In the end I choose to make all file paths relative, since that also seems to be compatible.

I have already published a release candidate that you can try out with yarn add isolate-package@next -D

I'm still having trouble with NPM complaining about the lockfile, but that seems to be an issue that already existed #12

For Yarn and PNPM you can already start using the release candidate if you like.

I will also look at your tests later, because I haven't gotten around to it yet. I wonder why your test results were different then my findings when working directly with a real project, so I have to take a closer look and make sure they are both useful and correct.

But thank you for your help so far in working towards a solution.
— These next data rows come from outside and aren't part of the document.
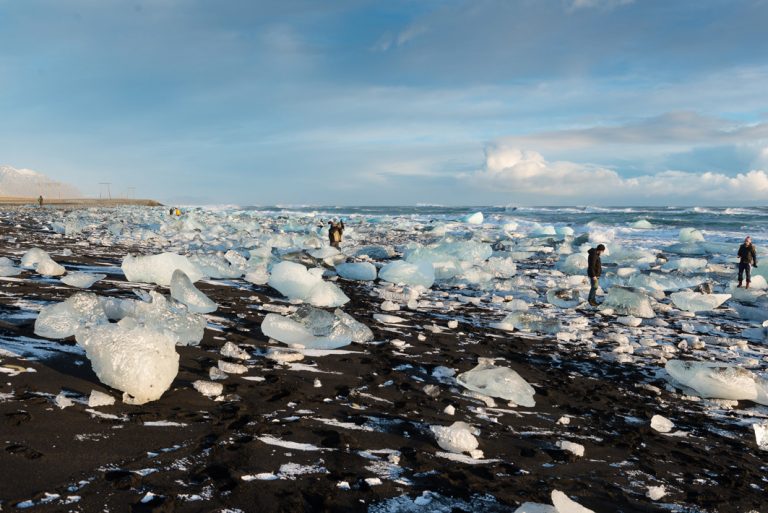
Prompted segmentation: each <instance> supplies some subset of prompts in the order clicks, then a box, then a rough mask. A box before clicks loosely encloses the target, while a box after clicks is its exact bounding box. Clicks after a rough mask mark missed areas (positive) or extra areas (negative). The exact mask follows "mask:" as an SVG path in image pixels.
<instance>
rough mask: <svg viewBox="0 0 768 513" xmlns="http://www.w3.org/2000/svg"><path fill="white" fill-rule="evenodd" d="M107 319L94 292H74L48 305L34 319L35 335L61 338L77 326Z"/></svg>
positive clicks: (92, 324) (93, 323)
mask: <svg viewBox="0 0 768 513" xmlns="http://www.w3.org/2000/svg"><path fill="white" fill-rule="evenodd" d="M108 322H109V319H108V318H107V314H106V313H105V311H104V308H103V307H102V304H101V301H100V300H99V297H98V296H97V295H96V294H93V293H90V292H76V293H75V294H73V295H72V296H70V297H69V298H68V299H67V300H66V301H62V302H61V303H55V304H53V305H48V306H46V307H44V308H43V309H42V310H40V313H39V314H38V315H37V319H35V335H38V336H41V337H45V338H53V339H63V338H67V337H71V336H72V335H74V334H75V332H76V331H77V330H78V328H81V327H84V326H95V325H98V324H107V323H108Z"/></svg>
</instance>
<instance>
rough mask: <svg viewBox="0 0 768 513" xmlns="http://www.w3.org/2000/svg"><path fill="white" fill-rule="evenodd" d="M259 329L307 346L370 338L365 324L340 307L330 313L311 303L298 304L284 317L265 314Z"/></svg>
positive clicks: (267, 335)
mask: <svg viewBox="0 0 768 513" xmlns="http://www.w3.org/2000/svg"><path fill="white" fill-rule="evenodd" d="M261 331H262V332H263V333H264V335H266V336H268V337H270V338H273V339H275V340H278V341H280V342H282V343H284V344H299V345H302V346H304V347H305V348H307V349H336V348H339V347H343V346H346V345H349V344H350V343H352V342H358V343H364V342H369V341H370V340H372V339H373V332H371V331H370V329H368V327H367V326H365V325H364V324H362V323H359V322H358V321H356V320H354V319H353V318H352V316H350V315H348V314H345V313H344V312H342V311H341V310H336V313H335V314H331V313H328V312H326V311H325V310H320V309H318V308H313V307H311V306H302V307H301V308H299V309H298V310H297V311H296V313H294V314H293V315H290V316H288V317H284V316H281V315H278V314H267V316H266V317H265V318H264V320H263V321H262V323H261Z"/></svg>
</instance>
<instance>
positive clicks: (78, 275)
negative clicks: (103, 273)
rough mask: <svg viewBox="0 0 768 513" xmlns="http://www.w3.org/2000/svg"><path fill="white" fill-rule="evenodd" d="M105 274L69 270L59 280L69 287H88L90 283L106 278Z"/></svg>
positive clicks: (63, 283)
mask: <svg viewBox="0 0 768 513" xmlns="http://www.w3.org/2000/svg"><path fill="white" fill-rule="evenodd" d="M106 277H107V275H106V274H93V273H81V272H69V273H67V275H66V276H63V277H62V278H61V282H62V283H63V284H65V285H69V286H70V287H77V288H79V289H87V288H90V287H91V285H93V284H94V283H96V282H97V281H99V280H103V279H104V278H106Z"/></svg>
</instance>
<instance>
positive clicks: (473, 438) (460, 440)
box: [429, 421, 480, 453]
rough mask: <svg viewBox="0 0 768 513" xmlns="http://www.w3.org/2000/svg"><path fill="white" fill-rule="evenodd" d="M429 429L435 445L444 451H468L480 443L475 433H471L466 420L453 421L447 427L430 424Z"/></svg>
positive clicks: (456, 451) (452, 451) (468, 424)
mask: <svg viewBox="0 0 768 513" xmlns="http://www.w3.org/2000/svg"><path fill="white" fill-rule="evenodd" d="M429 429H430V430H431V431H432V433H433V434H434V435H435V440H436V441H437V445H439V446H440V448H442V449H445V450H446V451H450V452H456V453H462V452H470V451H474V450H475V449H477V447H478V446H479V445H480V444H479V442H478V441H477V438H475V435H474V434H472V427H471V426H470V425H469V424H467V423H466V422H461V421H458V422H454V423H453V424H451V425H450V426H448V427H445V426H430V427H429Z"/></svg>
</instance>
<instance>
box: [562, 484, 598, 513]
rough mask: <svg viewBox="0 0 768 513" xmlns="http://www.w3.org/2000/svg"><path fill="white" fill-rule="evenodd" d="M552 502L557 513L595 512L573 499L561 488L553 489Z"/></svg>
mask: <svg viewBox="0 0 768 513" xmlns="http://www.w3.org/2000/svg"><path fill="white" fill-rule="evenodd" d="M552 504H553V505H554V506H555V509H556V510H557V513H595V512H594V511H592V510H591V509H587V508H585V507H584V506H582V505H581V504H579V503H578V502H575V501H573V500H571V499H570V498H569V497H568V496H567V495H565V494H564V493H563V492H561V491H560V490H552Z"/></svg>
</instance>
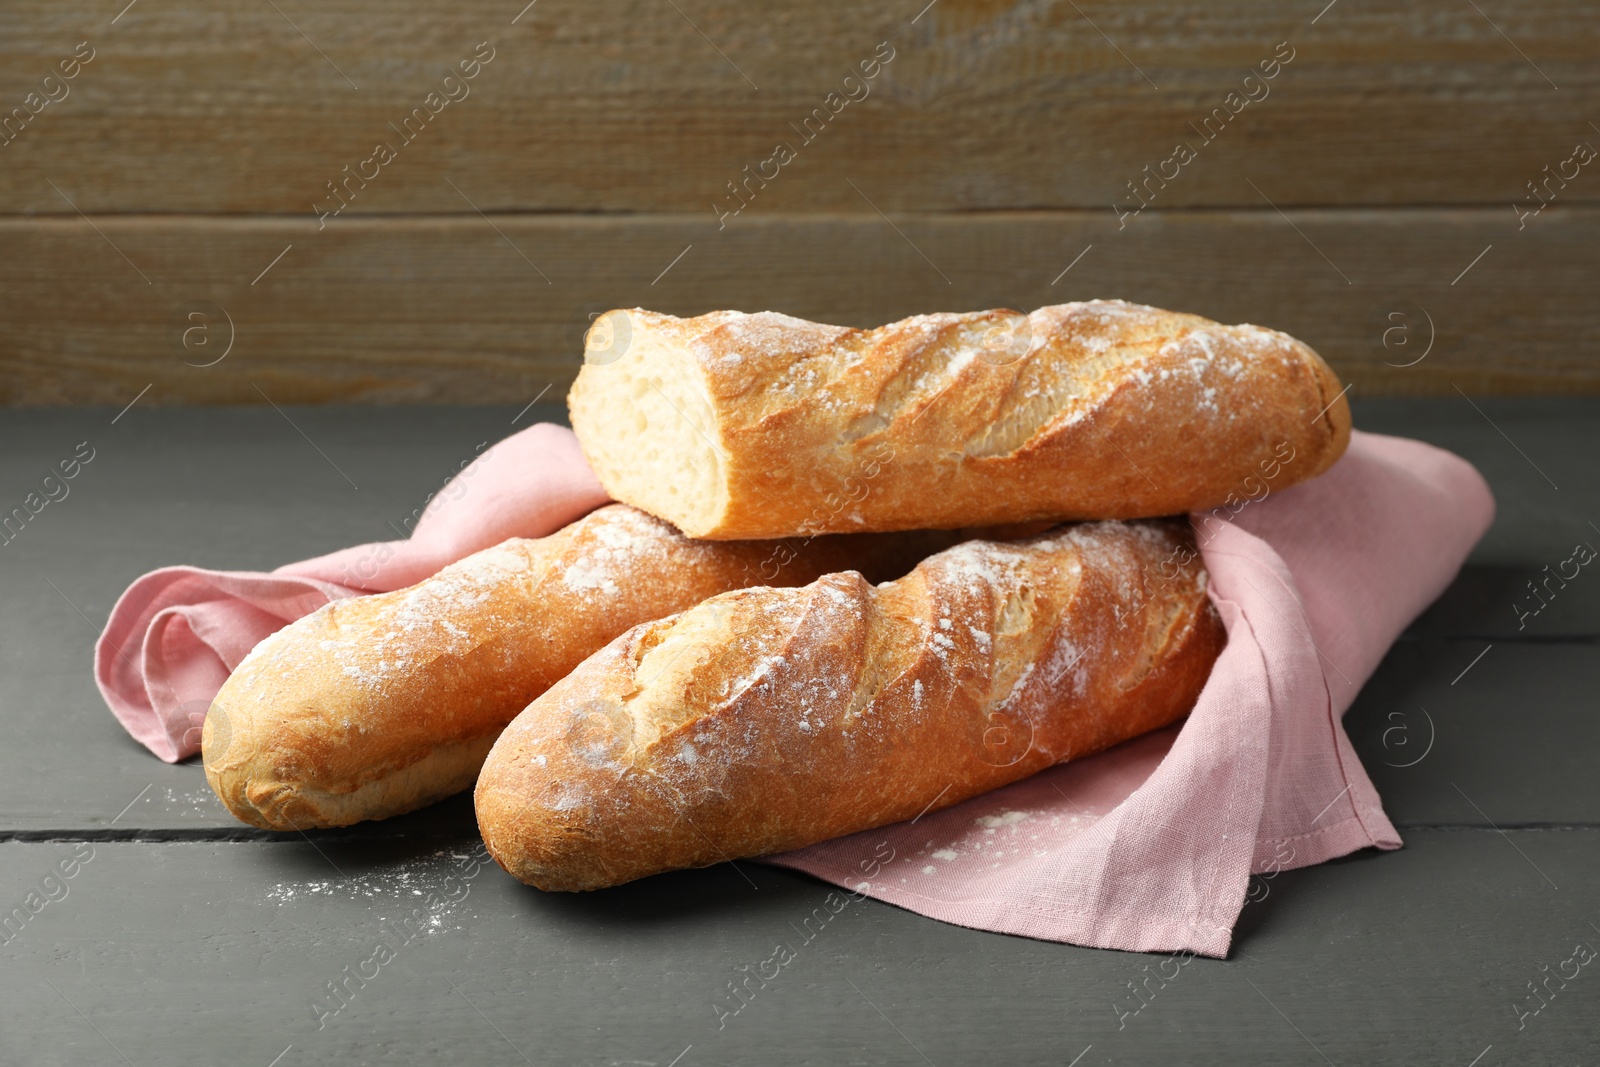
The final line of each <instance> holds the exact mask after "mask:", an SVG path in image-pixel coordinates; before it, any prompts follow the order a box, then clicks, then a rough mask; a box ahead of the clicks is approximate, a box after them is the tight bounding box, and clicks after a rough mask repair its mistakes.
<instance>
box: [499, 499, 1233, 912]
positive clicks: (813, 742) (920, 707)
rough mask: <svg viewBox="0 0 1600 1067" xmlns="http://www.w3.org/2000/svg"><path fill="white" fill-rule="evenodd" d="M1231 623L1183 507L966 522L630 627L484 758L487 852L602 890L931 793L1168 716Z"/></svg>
mask: <svg viewBox="0 0 1600 1067" xmlns="http://www.w3.org/2000/svg"><path fill="white" fill-rule="evenodd" d="M1222 643H1224V632H1222V625H1221V622H1219V619H1218V616H1216V611H1214V609H1213V608H1211V605H1210V601H1208V598H1206V593H1205V573H1203V569H1202V568H1200V563H1198V560H1197V557H1195V549H1194V541H1192V531H1190V530H1189V525H1187V523H1182V522H1171V520H1166V522H1142V523H1118V522H1110V523H1093V525H1080V526H1064V528H1058V530H1054V531H1051V533H1046V534H1043V536H1040V537H1034V539H1030V541H1024V542H1016V544H998V542H990V541H970V542H966V544H962V545H957V547H954V549H949V550H946V552H941V553H939V555H934V557H931V558H928V560H925V561H923V563H920V565H918V566H917V568H915V569H914V571H912V573H910V574H907V576H906V577H902V579H899V581H894V582H886V584H883V585H877V587H874V585H870V584H869V582H867V581H866V579H862V577H861V574H854V573H843V574H829V576H824V577H821V579H818V581H816V582H813V584H811V585H806V587H805V589H746V590H739V592H731V593H723V595H720V597H715V598H712V600H709V601H706V603H702V605H699V606H696V608H691V609H688V611H685V613H682V614H678V616H674V617H669V619H659V621H656V622H648V624H643V625H637V627H634V629H632V630H629V632H627V633H624V635H622V637H619V638H616V640H614V641H611V643H610V645H606V646H605V649H602V651H600V653H597V654H595V656H592V657H590V659H587V661H586V662H584V664H582V665H579V667H578V669H576V670H573V672H571V673H570V675H568V677H566V678H563V680H562V681H557V683H555V685H554V686H550V689H549V691H547V693H546V694H544V696H541V697H539V699H536V701H534V702H533V704H531V705H530V707H528V710H525V712H523V713H522V715H518V717H517V718H515V720H514V721H512V725H510V726H507V728H506V731H504V733H502V734H501V737H499V741H496V744H494V749H493V750H491V752H490V757H488V760H486V761H485V765H483V773H482V774H480V776H478V784H477V790H475V803H477V813H478V829H480V830H482V832H483V841H485V845H486V846H488V849H490V853H491V854H493V856H494V859H496V861H498V862H499V864H501V865H502V867H504V869H506V870H509V872H510V873H512V875H515V877H517V878H518V880H522V881H526V883H530V885H534V886H539V888H541V889H597V888H602V886H611V885H618V883H622V881H629V880H632V878H638V877H643V875H650V873H656V872H661V870H670V869H677V867H702V865H707V864H714V862H718V861H725V859H736V857H741V856H758V854H768V853H778V851H787V849H792V848H800V846H805V845H811V843H816V841H821V840H827V838H832V837H838V835H843V833H853V832H856V830H866V829H870V827H877V825H883V824H888V822H896V821H901V819H909V817H912V816H917V814H918V813H920V811H928V809H934V808H942V806H949V805H954V803H957V801H960V800H965V798H968V797H973V795H976V793H981V792H986V790H990V789H995V787H998V785H1005V784H1008V782H1013V781H1018V779H1021V777H1026V776H1029V774H1034V773H1037V771H1040V769H1043V768H1046V766H1051V765H1054V763H1059V761H1062V760H1070V758H1078V757H1083V755H1090V753H1091V752H1099V750H1101V749H1106V747H1109V745H1114V744H1117V742H1120V741H1126V739H1128V737H1133V736H1136V734H1141V733H1146V731H1150V729H1155V728H1160V726H1165V725H1168V723H1173V721H1176V720H1178V718H1181V717H1182V715H1186V713H1187V712H1189V709H1190V707H1192V705H1194V702H1195V699H1197V696H1198V693H1200V689H1202V686H1203V685H1205V678H1206V675H1208V673H1210V669H1211V664H1213V661H1214V659H1216V656H1218V653H1219V651H1221V648H1222Z"/></svg>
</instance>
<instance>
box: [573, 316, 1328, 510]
mask: <svg viewBox="0 0 1600 1067" xmlns="http://www.w3.org/2000/svg"><path fill="white" fill-rule="evenodd" d="M597 334H598V336H603V342H602V341H598V339H597ZM589 344H590V350H589V358H587V360H586V363H584V366H582V370H581V371H579V374H578V381H576V382H574V384H573V389H571V394H570V395H568V406H570V410H571V419H573V429H574V430H576V432H578V438H579V443H581V445H582V450H584V456H587V459H589V462H590V466H592V467H594V469H595V474H597V475H598V477H600V482H602V485H605V488H606V491H608V493H611V496H614V498H616V499H619V501H626V502H629V504H632V506H635V507H640V509H643V510H646V512H650V514H653V515H659V517H661V518H666V520H667V522H672V523H674V525H677V526H678V528H680V530H683V531H685V533H686V534H690V536H691V537H712V539H728V537H789V536H806V534H816V533H856V531H866V530H915V528H957V526H982V525H997V523H1016V522H1030V520H1051V522H1061V520H1082V518H1139V517H1154V515H1173V514H1182V512H1192V510H1206V509H1213V507H1218V506H1221V504H1224V502H1227V501H1229V496H1230V494H1234V496H1237V498H1240V499H1242V498H1245V496H1246V494H1253V490H1251V488H1250V485H1251V483H1253V482H1258V480H1259V475H1258V470H1259V469H1261V466H1262V464H1269V462H1272V464H1275V466H1277V467H1280V469H1282V475H1280V477H1278V478H1277V480H1275V482H1274V483H1272V488H1275V490H1277V488H1286V486H1290V485H1294V483H1298V482H1304V480H1307V478H1310V477H1314V475H1317V474H1322V472H1323V470H1326V469H1328V467H1330V466H1333V462H1334V461H1336V459H1338V458H1339V456H1341V454H1342V453H1344V448H1346V445H1347V442H1349V435H1350V411H1349V405H1347V403H1346V400H1344V394H1342V390H1341V386H1339V381H1338V378H1336V376H1334V374H1333V371H1331V370H1330V368H1328V365H1326V363H1323V362H1322V358H1320V357H1318V355H1317V354H1315V352H1312V350H1310V349H1309V347H1307V346H1304V344H1301V342H1299V341H1296V339H1293V338H1290V336H1288V334H1283V333H1277V331H1272V330H1262V328H1259V326H1221V325H1218V323H1214V322H1210V320H1206V318H1200V317H1197V315H1182V314H1176V312H1165V310H1160V309H1155V307H1144V306H1139V304H1126V302H1122V301H1091V302H1086V304H1061V306H1056V307H1042V309H1038V310H1035V312H1032V314H1030V315H1022V314H1019V312H1010V310H995V312H973V314H962V315H918V317H914V318H906V320H901V322H896V323H890V325H888V326H882V328H878V330H848V328H843V326H824V325H819V323H813V322H805V320H800V318H790V317H787V315H779V314H773V312H762V314H757V315H746V314H741V312H712V314H709V315H701V317H698V318H674V317H670V315H659V314H654V312H646V310H642V309H634V310H614V312H610V314H608V315H606V317H603V318H602V320H600V323H597V328H595V330H594V331H590V342H589ZM1285 456H1288V458H1290V459H1288V461H1285Z"/></svg>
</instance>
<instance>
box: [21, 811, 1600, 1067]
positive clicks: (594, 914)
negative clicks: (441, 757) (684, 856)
mask: <svg viewBox="0 0 1600 1067" xmlns="http://www.w3.org/2000/svg"><path fill="white" fill-rule="evenodd" d="M1507 837H1509V840H1507ZM1507 837H1501V835H1499V833H1493V832H1488V830H1466V832H1464V830H1413V832H1408V833H1406V848H1403V849H1400V851H1397V853H1384V854H1374V853H1370V851H1368V853H1363V854H1358V856H1352V857H1349V859H1342V861H1334V862H1331V864H1323V865H1320V867H1312V869H1306V870H1288V872H1282V873H1278V875H1275V877H1274V878H1270V880H1258V881H1256V886H1258V888H1256V889H1254V894H1256V896H1261V893H1262V891H1266V896H1264V899H1261V901H1259V902H1253V904H1246V905H1245V910H1243V915H1242V918H1240V925H1238V931H1237V936H1235V952H1234V958H1230V960H1227V961H1221V960H1205V958H1195V960H1182V957H1179V958H1178V960H1182V965H1181V966H1179V961H1178V960H1173V958H1171V957H1162V955H1139V953H1126V952H1104V950H1096V949H1080V947H1074V945H1059V944H1048V942H1040V941H1029V939H1026V937H1005V936H997V934H987V933H981V931H973V929H963V928H958V926H950V925H946V923H938V921H931V920H926V918H922V917H918V915H914V913H910V912H906V910H901V909H896V907H891V905H886V904H880V902H877V901H870V899H867V901H861V902H854V904H848V905H846V907H843V909H842V910H840V912H838V913H837V915H832V917H830V918H827V920H826V923H821V921H819V920H818V918H816V909H822V912H821V915H824V917H827V915H829V909H830V907H832V905H830V904H827V901H829V899H830V897H829V893H830V886H824V885H819V883H818V881H814V880H810V878H805V877H802V875H795V873H792V872H784V870H774V869H768V867H762V865H754V864H752V865H746V867H744V870H746V873H747V875H749V878H750V881H749V883H747V881H746V880H742V878H739V875H738V873H734V872H733V870H731V869H730V867H728V865H720V867H714V869H707V870H694V872H677V873H672V875H662V877H658V878H650V880H645V881H640V883H635V885H632V886H622V888H619V889H610V891H605V893H594V894H582V896H568V894H542V893H539V891H536V889H530V888H525V886H520V885H517V883H514V881H512V880H510V878H509V877H507V875H506V873H504V872H501V870H498V869H494V867H493V865H488V867H485V869H482V870H478V872H477V873H475V875H472V877H469V872H470V870H472V867H470V856H472V849H474V846H475V845H477V841H472V840H462V841H454V843H448V845H450V848H440V845H442V843H437V841H427V843H390V845H384V846H373V845H362V843H346V845H334V843H328V841H325V843H322V845H318V849H320V851H318V849H314V848H312V846H309V845H307V843H306V841H301V840H298V838H296V840H291V841H283V843H274V845H266V843H115V845H114V843H104V841H99V843H94V845H93V849H94V853H93V859H90V861H88V862H86V864H82V865H80V869H78V870H77V873H75V877H74V878H72V880H70V881H66V886H67V888H69V891H67V894H66V896H64V897H61V899H58V901H54V902H50V904H46V905H45V907H43V909H42V910H40V912H38V913H37V915H35V917H34V918H32V920H30V921H29V923H27V925H26V926H24V928H22V931H21V934H19V936H16V937H14V939H13V941H11V942H10V944H6V945H5V947H3V949H0V950H3V952H5V958H6V968H5V976H3V979H0V982H3V989H5V993H6V995H5V997H3V998H0V1057H5V1059H6V1062H18V1064H30V1065H37V1067H58V1065H59V1067H80V1065H82V1064H122V1062H123V1059H120V1056H118V1053H120V1054H123V1056H126V1062H133V1064H166V1062H176V1064H195V1062H237V1064H258V1065H261V1067H267V1065H269V1064H272V1061H274V1057H282V1059H280V1062H278V1064H277V1067H291V1065H298V1064H322V1062H384V1064H446V1062H448V1064H517V1062H523V1057H526V1062H533V1064H656V1065H658V1067H666V1065H667V1064H670V1062H672V1061H674V1057H678V1064H677V1067H694V1064H773V1065H787V1064H922V1062H925V1061H923V1059H922V1057H920V1056H918V1049H920V1051H923V1053H926V1056H928V1061H926V1062H933V1064H939V1067H950V1065H966V1064H987V1062H995V1049H997V1048H1003V1049H1005V1053H1003V1059H1005V1062H1006V1064H1019V1065H1034V1064H1038V1065H1042V1067H1043V1065H1050V1067H1064V1065H1066V1064H1069V1062H1072V1059H1074V1057H1080V1059H1078V1065H1077V1067H1088V1065H1090V1064H1094V1065H1099V1064H1128V1062H1136V1064H1162V1062H1173V1064H1179V1062H1181V1064H1230V1065H1234V1064H1240V1065H1254V1064H1274V1065H1278V1064H1322V1062H1331V1064H1379V1062H1429V1064H1434V1062H1446V1064H1461V1065H1464V1064H1469V1062H1472V1059H1474V1057H1475V1056H1480V1054H1482V1053H1485V1049H1486V1048H1488V1046H1491V1045H1493V1051H1490V1053H1488V1056H1483V1059H1482V1061H1480V1064H1478V1067H1490V1065H1494V1064H1573V1062H1589V1061H1587V1059H1586V1057H1584V1053H1589V1051H1592V1048H1594V1013H1595V998H1597V997H1600V992H1597V990H1595V982H1594V977H1595V976H1594V973H1592V971H1594V968H1592V966H1589V968H1584V969H1582V971H1581V977H1578V979H1573V981H1571V982H1568V984H1566V985H1565V989H1560V990H1558V993H1557V997H1555V998H1554V1000H1550V1001H1549V1005H1547V1006H1546V1008H1542V1009H1541V1011H1539V1014H1538V1016H1533V1017H1528V1019H1526V1021H1525V1029H1523V1030H1518V1029H1517V1027H1518V1021H1517V1016H1515V1013H1514V1011H1512V1008H1510V1005H1512V1001H1514V1000H1522V1001H1528V1000H1530V993H1528V990H1526V982H1528V981H1538V979H1541V977H1542V974H1544V971H1541V969H1539V965H1541V963H1542V965H1546V966H1547V968H1549V973H1555V971H1557V968H1558V965H1560V963H1562V960H1565V958H1568V957H1570V955H1571V952H1573V945H1574V944H1576V942H1589V944H1590V945H1595V944H1597V942H1600V936H1597V934H1595V933H1594V929H1592V928H1590V926H1589V923H1590V921H1594V904H1592V893H1587V891H1586V889H1587V886H1592V885H1594V883H1595V880H1597V878H1600V830H1594V829H1581V830H1566V832H1533V830H1514V832H1510V833H1509V835H1507ZM74 848H75V846H74V845H72V843H67V841H56V843H38V845H19V843H0V894H3V896H0V902H3V904H5V905H11V904H16V902H19V901H22V899H26V893H29V891H30V889H37V885H38V880H40V878H42V875H43V873H45V872H48V870H50V869H51V865H53V864H56V862H58V861H59V859H61V857H64V856H69V854H72V851H74ZM1518 851H1522V853H1523V856H1518ZM458 857H469V861H467V865H466V867H462V861H461V859H458ZM1534 865H1536V867H1538V870H1536V869H1534ZM1539 870H1542V872H1546V873H1547V875H1549V877H1550V878H1552V880H1554V883H1555V885H1557V886H1560V888H1558V889H1552V888H1550V885H1549V883H1546V881H1544V880H1542V878H1541V875H1539V873H1538V872H1539ZM752 883H754V885H755V886H757V889H752ZM413 891H414V893H416V896H414V894H413ZM832 899H834V901H837V899H840V897H837V896H835V897H832ZM430 901H432V902H430ZM413 909H416V912H418V913H419V917H421V918H422V920H426V923H413V926H411V928H410V929H405V928H402V926H400V923H403V921H405V918H406V917H410V915H411V912H413ZM806 920H810V926H808V928H802V925H803V923H805V921H806ZM418 926H422V929H426V933H416V929H418ZM379 944H386V945H389V950H390V953H392V955H390V957H387V960H386V961H382V963H366V965H365V966H363V961H366V960H373V958H374V957H376V958H379V960H382V958H384V957H381V955H379V953H376V945H379ZM776 944H787V945H790V947H792V950H794V952H795V958H794V961H792V963H789V965H787V966H784V969H782V971H781V974H779V976H778V977H776V979H774V981H771V982H768V984H765V985H763V987H760V989H758V990H757V992H755V995H754V998H752V1000H750V1001H749V1005H747V1006H744V1008H742V1009H741V1011H739V1013H738V1014H736V1016H731V1017H728V1019H725V1024H726V1025H723V1027H720V1029H718V1016H717V1013H715V1009H714V1006H712V1005H714V1003H723V1001H726V1000H728V998H730V997H731V993H730V992H728V982H738V981H742V977H744V971H741V969H739V968H750V969H752V973H754V968H755V966H757V965H758V963H760V961H762V960H765V958H768V957H771V955H773V950H774V949H773V947H774V945H776ZM1163 960H1171V961H1170V963H1166V965H1165V968H1163V965H1162V961H1163ZM1144 968H1149V969H1147V971H1146V969H1144ZM1162 971H1165V973H1166V974H1176V977H1174V979H1173V981H1170V982H1162V981H1158V979H1155V977H1152V979H1150V982H1149V985H1144V984H1142V979H1144V977H1146V976H1147V974H1158V973H1162ZM360 973H365V976H366V977H365V979H362V977H360ZM347 974H349V976H355V977H349V979H347V977H346V976H347ZM328 982H347V985H346V987H344V989H346V990H347V992H346V998H344V1001H342V1003H341V1001H339V1000H334V997H333V993H330V990H328ZM1130 982H1134V984H1138V987H1141V989H1147V990H1149V992H1147V993H1146V1000H1147V1003H1144V1006H1142V1008H1139V1011H1138V1014H1133V1013H1131V1006H1133V1005H1138V1003H1141V1001H1139V1000H1136V998H1134V995H1133V992H1130V989H1128V984H1130ZM752 985H754V982H752ZM1550 989H1552V990H1554V989H1557V987H1555V985H1554V982H1552V985H1550ZM318 1003H320V1005H323V1006H325V1008H323V1009H325V1011H326V1009H328V1008H330V1006H338V1008H339V1009H338V1011H336V1013H330V1014H328V1016H322V1021H323V1024H322V1027H320V1029H318V1014H317V1013H315V1011H314V1005H318ZM1114 1003H1120V1005H1123V1011H1128V1016H1126V1017H1123V1016H1122V1014H1118V1011H1117V1009H1115V1008H1114V1006H1112V1005H1114ZM1533 1003H1538V1001H1533ZM152 1005H160V1009H158V1011H152ZM80 1013H82V1014H80ZM114 1049H115V1051H114ZM1318 1051H1320V1053H1322V1054H1323V1056H1326V1061H1323V1059H1322V1056H1318Z"/></svg>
I appreciate it!

JoachimKoenigslieb commented 1 year ago

I've just updated to 1.3.1 and I think my deploys are working! Nice!

I think adding the tests would still be a worthwhile thing to do. It allows you to run automated tests against various package structures. Would also probably be pretty useful if you could then replicate failing scenarios with a tests later on.

If you are interested I can open up a focused PR that only adds the automated testing.